Moaven Razavi
Dr. Moaven Razavi is a Senior Research Scientist at CISWH, where he focuses on estimating the economic impact of social work services on patient outcomes and healthcare costs. In his prior work he has demonstrated the value of care provided by nurse practitioners and physician assistants making the case that investment in training and promoting these practitioners improve the efficiency of the healthcare delivery system. Using insurance claims and electronic health records, he applies advanced statistical and machine learning methods to compare health outcomes and costs of the patients who receive social work interventions with those who do not. By emulating clinical trial designs within real-world data, Dr. Razavi aims to generate robust evidence on how social workers contribute to improved health and cost savings across various conditions, advancing the understanding of social work’s value in healthcare.
Dr. Razavi is a health policy expert with a multidisciplinary background in computer science and engineering, economics, healthcare policy, and health data science. From 2003 to 2005, he served as Director of the Bureau for Research at the Institute for Management and Planning Studies (IMPS) in Tehran, and consulted with the World Bank and WHO-EMRO on healthcare financing reforms in the Middle East and North Africa. He joined Brandeis University as a Ford Foundation Fellow in 2005 and later earned a PhD in Health Policy, contributing to research at the Schneider Institutes for Health Policy and Global Health.
His applied policy work includes serving as task lead for the State of Vermont’s inefficiency analysis in healthcare spending, co-investigator on Medicare health plan value methodologies, and key contributor to federal projects like the CMS Beacon Community Medicare data initiative and the Episode Grouper for Medicare. Across these efforts, Dr. Razavi has focused on risk adjustment, performance measurement, and improving care attribution methods, bringing a deep understanding of health system challenges and solutions.
An active contributor to the field of healthcare data science, Dr. Razavi leads research on applying machine learning and natural language processing (NLP) to large healthcare datasets. He serves on the Technical Advisory Committee for the Tufts CTSI Informatics Strategy, helping shape the Tufts Analytics Platform (TAP), which supports translational research through advanced ML and AI tools. His current work includes predictive modeling on post-surgical complications, HIV-related health-seeking behavior, and unsupervised machine learning to identify hidden patterns in health data and cluster analysis of hospitals for mapping into the two-dimensional cost-quality quadrant.

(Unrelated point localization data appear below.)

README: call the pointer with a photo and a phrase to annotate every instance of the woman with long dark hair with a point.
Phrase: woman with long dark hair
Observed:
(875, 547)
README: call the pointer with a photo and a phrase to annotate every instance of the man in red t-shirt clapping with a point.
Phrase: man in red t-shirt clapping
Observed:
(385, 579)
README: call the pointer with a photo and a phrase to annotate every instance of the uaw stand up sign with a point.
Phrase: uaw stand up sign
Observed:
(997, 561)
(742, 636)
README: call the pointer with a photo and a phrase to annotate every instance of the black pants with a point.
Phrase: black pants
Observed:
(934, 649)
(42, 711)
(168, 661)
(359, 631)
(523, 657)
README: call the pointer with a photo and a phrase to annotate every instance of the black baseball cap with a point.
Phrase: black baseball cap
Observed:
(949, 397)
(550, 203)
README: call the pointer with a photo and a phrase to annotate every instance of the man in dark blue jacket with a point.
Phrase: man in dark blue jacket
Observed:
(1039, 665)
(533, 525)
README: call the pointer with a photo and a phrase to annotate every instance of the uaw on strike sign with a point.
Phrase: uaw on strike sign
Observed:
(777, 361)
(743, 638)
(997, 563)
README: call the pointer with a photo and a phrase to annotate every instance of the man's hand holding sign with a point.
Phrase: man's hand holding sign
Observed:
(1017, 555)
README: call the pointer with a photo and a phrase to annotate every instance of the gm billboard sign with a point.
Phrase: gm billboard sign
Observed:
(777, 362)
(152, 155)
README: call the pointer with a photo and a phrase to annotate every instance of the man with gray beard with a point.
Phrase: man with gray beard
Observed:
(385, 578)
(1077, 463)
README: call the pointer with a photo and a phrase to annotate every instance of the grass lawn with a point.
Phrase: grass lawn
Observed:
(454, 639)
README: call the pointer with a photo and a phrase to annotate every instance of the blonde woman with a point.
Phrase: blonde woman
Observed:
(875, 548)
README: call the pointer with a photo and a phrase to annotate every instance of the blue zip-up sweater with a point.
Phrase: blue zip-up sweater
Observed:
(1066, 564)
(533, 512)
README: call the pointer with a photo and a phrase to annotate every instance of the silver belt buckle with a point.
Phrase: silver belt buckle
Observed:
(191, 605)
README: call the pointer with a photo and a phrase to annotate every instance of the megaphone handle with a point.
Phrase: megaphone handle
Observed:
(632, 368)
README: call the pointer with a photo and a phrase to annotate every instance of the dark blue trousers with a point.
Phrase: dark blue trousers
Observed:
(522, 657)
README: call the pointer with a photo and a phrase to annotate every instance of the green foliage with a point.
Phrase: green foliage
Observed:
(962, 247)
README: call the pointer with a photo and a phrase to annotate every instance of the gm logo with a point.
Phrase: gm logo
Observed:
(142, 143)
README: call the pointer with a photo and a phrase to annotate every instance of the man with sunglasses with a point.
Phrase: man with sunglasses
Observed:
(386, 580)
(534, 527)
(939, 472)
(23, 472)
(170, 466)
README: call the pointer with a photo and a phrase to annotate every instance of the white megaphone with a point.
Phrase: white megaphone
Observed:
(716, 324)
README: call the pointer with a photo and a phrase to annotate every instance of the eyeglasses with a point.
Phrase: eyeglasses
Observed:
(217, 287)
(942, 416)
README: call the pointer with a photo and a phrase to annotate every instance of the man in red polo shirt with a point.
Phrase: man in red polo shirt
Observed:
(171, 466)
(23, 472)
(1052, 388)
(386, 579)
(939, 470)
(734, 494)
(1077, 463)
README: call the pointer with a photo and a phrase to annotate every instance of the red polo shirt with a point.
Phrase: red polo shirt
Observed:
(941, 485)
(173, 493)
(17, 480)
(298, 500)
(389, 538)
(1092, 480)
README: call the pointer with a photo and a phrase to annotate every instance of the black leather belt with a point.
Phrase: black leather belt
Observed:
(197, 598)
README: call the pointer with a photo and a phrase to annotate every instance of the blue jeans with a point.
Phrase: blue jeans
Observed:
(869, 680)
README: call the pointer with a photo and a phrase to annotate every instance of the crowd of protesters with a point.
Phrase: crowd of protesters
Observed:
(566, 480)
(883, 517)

Dr. Razavi holds a Ph.D. in health policy, an M.S. in healthcare management and policy from Brandeis University, as well as an M.A. in economics from Institute for Management and Planning Studies in Tehran, Iran. He received a BSE in computer science and electronic engineering from Khajeh-Nasir Technical University in Tehran, Iran. His doctoral dissertation was evaluation of the impact of economic reforms on healthcare financing using a quasi-experimental design with a difference-in-differences construct applied to a multi-year data from household surveys of income and expenditures.